DAVID S. CRAWFORD is associate dean and associate professor of moral theology and family law at the Pontifical John Paul II Institute for Studies on Marriage and Family at The Catholic University of America in Washington, D.C. He is a member of Potomac Council 433 in Washington.


Photo by Servizio Fotografico Vaticano

THOUGH POPE PAUL VI wrote Humanae Vitae in the wake of new questions and challenges posed by the birth control pill, the teachings he reaffirmed in his encyclical were not novel.

Since the first century, the Church has consistently condemned the use of contraception because it violates the purpose and nature of the marital act. The first break in Christian tradition on this point occurred aug. 15, 1930, when the Lambeth Conference of Anglican bishops voted to allow contraception in certain cases. Other Protestant denominations soon followed suit. however, four months after the Lambeth Conference, Pope Pius XI reiterated the traditional Catholic teaching in the encyclical Casti Connubii: “Any use whatsoever of matrimony exercised in such a way that the act is deliberately frustrated in its natural power to generate life is an offense against the law of God and of nature” (56).
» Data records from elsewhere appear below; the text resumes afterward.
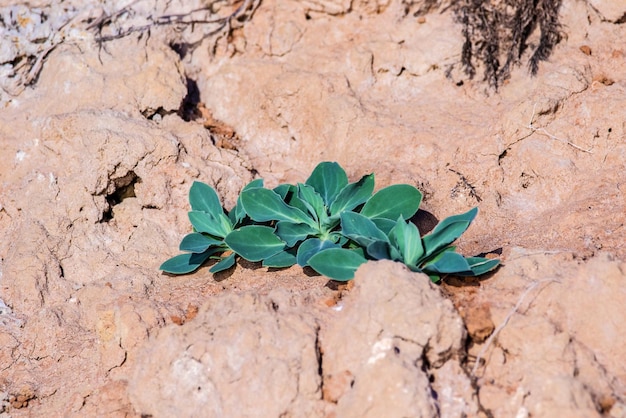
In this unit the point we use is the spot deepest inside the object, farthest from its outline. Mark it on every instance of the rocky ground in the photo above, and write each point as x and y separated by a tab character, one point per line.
110	111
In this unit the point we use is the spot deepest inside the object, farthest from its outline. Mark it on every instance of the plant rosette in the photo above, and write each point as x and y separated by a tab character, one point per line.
326	223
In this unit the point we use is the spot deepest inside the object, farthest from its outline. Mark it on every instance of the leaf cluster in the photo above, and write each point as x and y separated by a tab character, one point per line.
326	223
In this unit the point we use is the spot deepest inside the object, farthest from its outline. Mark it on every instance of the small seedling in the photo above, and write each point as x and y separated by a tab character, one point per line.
326	223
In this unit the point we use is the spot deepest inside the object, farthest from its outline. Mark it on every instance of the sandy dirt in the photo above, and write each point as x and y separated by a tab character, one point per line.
110	111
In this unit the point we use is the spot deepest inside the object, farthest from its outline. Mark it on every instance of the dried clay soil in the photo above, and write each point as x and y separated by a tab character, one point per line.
98	151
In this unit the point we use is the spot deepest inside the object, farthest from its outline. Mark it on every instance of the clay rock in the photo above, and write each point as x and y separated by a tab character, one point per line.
611	10
243	355
389	329
559	352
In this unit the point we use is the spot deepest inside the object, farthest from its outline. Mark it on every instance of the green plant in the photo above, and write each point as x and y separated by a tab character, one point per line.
326	223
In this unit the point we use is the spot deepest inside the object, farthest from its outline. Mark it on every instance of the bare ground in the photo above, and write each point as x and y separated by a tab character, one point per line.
98	149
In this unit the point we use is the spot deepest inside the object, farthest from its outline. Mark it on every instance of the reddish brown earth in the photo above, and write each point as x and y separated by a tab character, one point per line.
96	161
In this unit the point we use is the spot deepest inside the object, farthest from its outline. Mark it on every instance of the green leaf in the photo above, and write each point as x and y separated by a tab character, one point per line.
280	260
379	250
337	263
448	263
293	233
313	201
385	225
393	201
206	222
361	229
264	205
224	264
406	237
447	231
185	263
328	179
203	197
353	195
283	190
481	265
310	247
198	243
237	214
254	242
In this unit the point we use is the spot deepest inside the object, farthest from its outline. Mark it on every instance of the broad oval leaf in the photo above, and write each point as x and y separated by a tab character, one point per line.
328	179
379	250
224	264
393	201
481	265
448	262
406	237
353	195
281	260
447	231
205	222
337	263
310	247
254	242
203	197
284	189
361	229
385	225
237	214
264	205
198	243
185	263
293	233
312	200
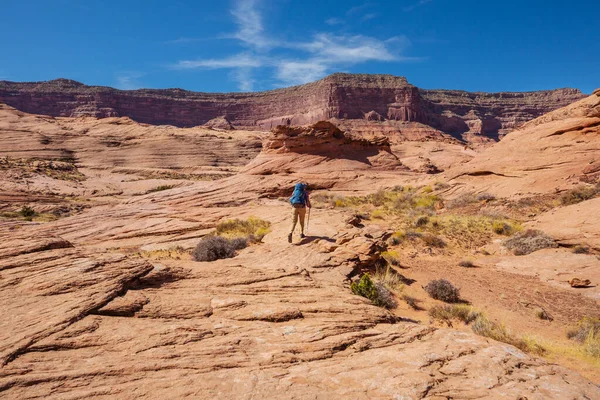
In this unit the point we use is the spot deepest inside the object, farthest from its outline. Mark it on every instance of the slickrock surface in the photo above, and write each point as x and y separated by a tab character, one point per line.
373	98
556	151
88	314
277	319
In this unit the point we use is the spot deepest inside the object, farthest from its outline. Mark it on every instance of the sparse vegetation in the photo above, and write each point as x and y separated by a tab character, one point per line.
502	228
529	241
160	188
377	292
28	213
253	229
581	249
461	201
443	290
390	278
213	248
484	327
412	302
485	197
449	312
579	194
433	241
391	257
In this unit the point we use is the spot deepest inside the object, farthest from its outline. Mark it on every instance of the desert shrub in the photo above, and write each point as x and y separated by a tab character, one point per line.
27	212
412	235
433	240
440	185
579	194
422	220
384	297
449	312
587	333
391	257
213	248
485	197
462	200
252	228
377	292
581	250
484	327
412	302
466	264
396	238
443	290
502	228
377	214
529	241
160	188
543	314
585	327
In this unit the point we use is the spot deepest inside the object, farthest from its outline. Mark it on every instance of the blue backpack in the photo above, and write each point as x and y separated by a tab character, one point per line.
299	195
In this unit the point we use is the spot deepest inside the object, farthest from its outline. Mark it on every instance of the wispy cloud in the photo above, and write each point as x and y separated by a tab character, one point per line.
184	40
249	21
128	80
313	59
369	16
334	21
416	5
236	61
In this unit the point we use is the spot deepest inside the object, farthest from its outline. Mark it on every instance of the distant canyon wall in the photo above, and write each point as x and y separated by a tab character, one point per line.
341	96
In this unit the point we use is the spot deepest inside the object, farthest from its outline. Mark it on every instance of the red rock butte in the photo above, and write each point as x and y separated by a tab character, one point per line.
373	98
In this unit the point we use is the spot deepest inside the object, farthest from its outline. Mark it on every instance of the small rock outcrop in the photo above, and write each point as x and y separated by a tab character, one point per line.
338	96
221	123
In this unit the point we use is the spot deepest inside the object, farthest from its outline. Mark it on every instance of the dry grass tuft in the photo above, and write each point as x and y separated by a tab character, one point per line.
449	312
254	229
443	290
529	241
484	327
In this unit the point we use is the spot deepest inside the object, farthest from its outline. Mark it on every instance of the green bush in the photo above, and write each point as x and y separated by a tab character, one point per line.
529	241
433	240
213	248
27	212
443	290
375	291
579	194
448	312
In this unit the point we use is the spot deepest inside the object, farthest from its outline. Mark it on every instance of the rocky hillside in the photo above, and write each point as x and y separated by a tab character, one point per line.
375	98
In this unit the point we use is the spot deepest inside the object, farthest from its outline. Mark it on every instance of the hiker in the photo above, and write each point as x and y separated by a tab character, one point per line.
300	201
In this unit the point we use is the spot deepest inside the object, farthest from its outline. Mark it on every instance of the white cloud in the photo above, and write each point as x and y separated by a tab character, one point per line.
312	60
249	21
244	78
299	72
183	40
348	49
128	80
237	61
334	21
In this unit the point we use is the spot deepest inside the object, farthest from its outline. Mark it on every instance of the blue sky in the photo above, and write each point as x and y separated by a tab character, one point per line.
242	45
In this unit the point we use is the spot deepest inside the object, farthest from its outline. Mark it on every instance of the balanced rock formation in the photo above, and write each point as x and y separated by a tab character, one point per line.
321	148
375	98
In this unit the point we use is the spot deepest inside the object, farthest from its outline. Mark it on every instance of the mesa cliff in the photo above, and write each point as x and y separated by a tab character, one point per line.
374	98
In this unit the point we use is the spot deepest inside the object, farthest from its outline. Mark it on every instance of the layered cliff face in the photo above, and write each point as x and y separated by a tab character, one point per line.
375	98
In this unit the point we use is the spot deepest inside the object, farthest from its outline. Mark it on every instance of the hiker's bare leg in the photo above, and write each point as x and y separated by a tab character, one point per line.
302	212
295	213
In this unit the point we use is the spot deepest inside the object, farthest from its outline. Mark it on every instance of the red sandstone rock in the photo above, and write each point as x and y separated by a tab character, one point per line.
342	96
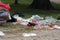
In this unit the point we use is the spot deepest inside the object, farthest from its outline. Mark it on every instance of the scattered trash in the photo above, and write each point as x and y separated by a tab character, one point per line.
57	27
1	33
29	34
50	19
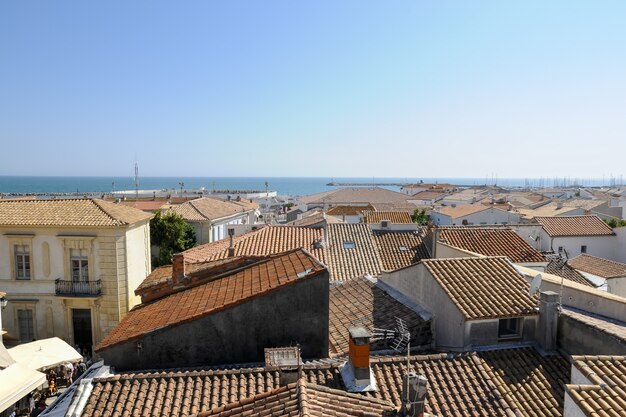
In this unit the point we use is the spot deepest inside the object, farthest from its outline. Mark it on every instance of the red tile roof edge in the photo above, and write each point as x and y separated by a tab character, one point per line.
313	274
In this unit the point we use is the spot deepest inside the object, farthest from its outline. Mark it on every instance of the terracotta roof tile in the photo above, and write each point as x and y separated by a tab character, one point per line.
265	241
596	401
556	267
205	208
88	212
349	210
606	395
461	210
531	384
400	249
491	242
351	252
575	226
598	266
362	302
257	279
458	385
305	399
392	216
483	288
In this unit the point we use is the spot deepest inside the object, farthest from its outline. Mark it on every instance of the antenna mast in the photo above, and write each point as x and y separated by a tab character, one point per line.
136	180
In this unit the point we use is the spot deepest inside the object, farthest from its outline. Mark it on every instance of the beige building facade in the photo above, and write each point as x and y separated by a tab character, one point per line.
70	268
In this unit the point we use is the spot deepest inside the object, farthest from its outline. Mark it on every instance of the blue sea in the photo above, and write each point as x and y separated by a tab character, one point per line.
283	185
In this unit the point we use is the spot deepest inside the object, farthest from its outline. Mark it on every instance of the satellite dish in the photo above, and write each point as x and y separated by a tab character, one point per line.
534	285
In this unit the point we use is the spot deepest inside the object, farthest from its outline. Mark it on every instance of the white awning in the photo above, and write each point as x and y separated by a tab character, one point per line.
16	382
44	354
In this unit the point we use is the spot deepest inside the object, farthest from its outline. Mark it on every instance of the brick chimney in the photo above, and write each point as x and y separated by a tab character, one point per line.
359	354
414	394
178	268
548	320
231	248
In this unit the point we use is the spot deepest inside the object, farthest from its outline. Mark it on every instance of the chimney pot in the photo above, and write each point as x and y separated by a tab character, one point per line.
178	268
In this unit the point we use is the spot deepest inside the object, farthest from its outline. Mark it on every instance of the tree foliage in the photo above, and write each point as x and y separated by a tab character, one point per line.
615	222
171	234
420	217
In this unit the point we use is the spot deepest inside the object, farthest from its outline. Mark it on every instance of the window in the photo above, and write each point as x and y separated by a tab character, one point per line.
509	328
22	262
80	266
25	323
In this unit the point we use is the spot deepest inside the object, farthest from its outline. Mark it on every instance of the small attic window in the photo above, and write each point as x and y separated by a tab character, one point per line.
348	244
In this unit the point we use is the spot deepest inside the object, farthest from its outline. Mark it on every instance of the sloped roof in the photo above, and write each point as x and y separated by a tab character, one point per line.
265	241
255	280
548	210
601	267
574	226
606	396
392	216
355	195
398	249
483	288
349	263
206	209
304	399
348	210
362	302
75	212
461	210
555	267
491	242
458	384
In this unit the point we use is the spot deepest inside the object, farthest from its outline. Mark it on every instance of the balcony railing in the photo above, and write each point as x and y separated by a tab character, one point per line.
78	289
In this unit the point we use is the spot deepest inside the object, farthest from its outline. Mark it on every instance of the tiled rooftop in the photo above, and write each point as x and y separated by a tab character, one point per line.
595	401
374	217
491	242
305	399
461	210
606	396
205	208
399	249
598	266
532	384
192	303
351	252
458	384
88	212
575	226
361	302
556	267
348	210
265	241
483	288
352	195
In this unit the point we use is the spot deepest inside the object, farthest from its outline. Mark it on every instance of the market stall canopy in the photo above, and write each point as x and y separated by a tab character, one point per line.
44	354
17	381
Since that time, the Church has continually reaffirmed and deepened her understanding of this perennial teaching. Like Blessed Paul VI in 1968, recent popes have reflected on the meaning of human sexuality in light of contemporary challenges.

• More than any other pope in history, St. John Paul II developed and articulated the Church’s vision for married love. In Familiaris Consortio, he observed that “the difference, both anthropological and moral, between contraception and recourse to the rhythm of the cycle … is much wider and deeper than is usually thought, one which involves in the final analysis two irreconcilable concepts of the human person and of human sexuality” (32). (See page 28 for more on St. John Paul II’s legacy.)

• In 2008, reflecting on the 40th anniversary of Humanae VitaePope Benedict XVI stated: “The Magisterium of the Church cannot be exonerated from reflecting in an ever new and deeper way on the fundamental principles that concern marriage and procreation. What was true yesterday is true also today. The truth expressed in Humanae Vitae does not change; on the contrary, precisely in the light of the new scientific discoveries, its teaching becomes more timely.”

The following year, in his third and final encyclical, Caritas in Veritate, Benedict wrote that the inseparable connection between the unitive and procreative meaning of sexuality “is not a question of purely individual morality: Humanae Vitae indicates the strong links between life ethics and social ethics, ushering in a new area of magisterial teaching” (15).

• In January 2015, months after beatifying Paul VI, Pope Francis spoke at a meeting with families in Manila, Philippines. “The family is threatened by growing efforts on the part of some to redefine the very institution of marriage, by relativism, by the culture of the ephemeral, by a lack of openness to life,” he said. “Blessed Paul VI,” he added, “had a broader vision: he looked at the peoples of the earth and he saw the threat of families being destroyed for lack of children. Paul VI was courageous; he was a good pastor and he warned his flock of the wolves who were coming.”

In his encyclical Laudato Si’ several months later, Francis underscored the importance of the family and observed that the moral law is “inscribed in our nature.” A genuine “human ecology,” he stated, requires that a person accept his or her body as a gift and respect “its fullest meaning.” Conversely, “Thinking that we enjoy absolute power over our own bodies turns, often subtly, into thinking that we enjoy absolute power over creation” (155).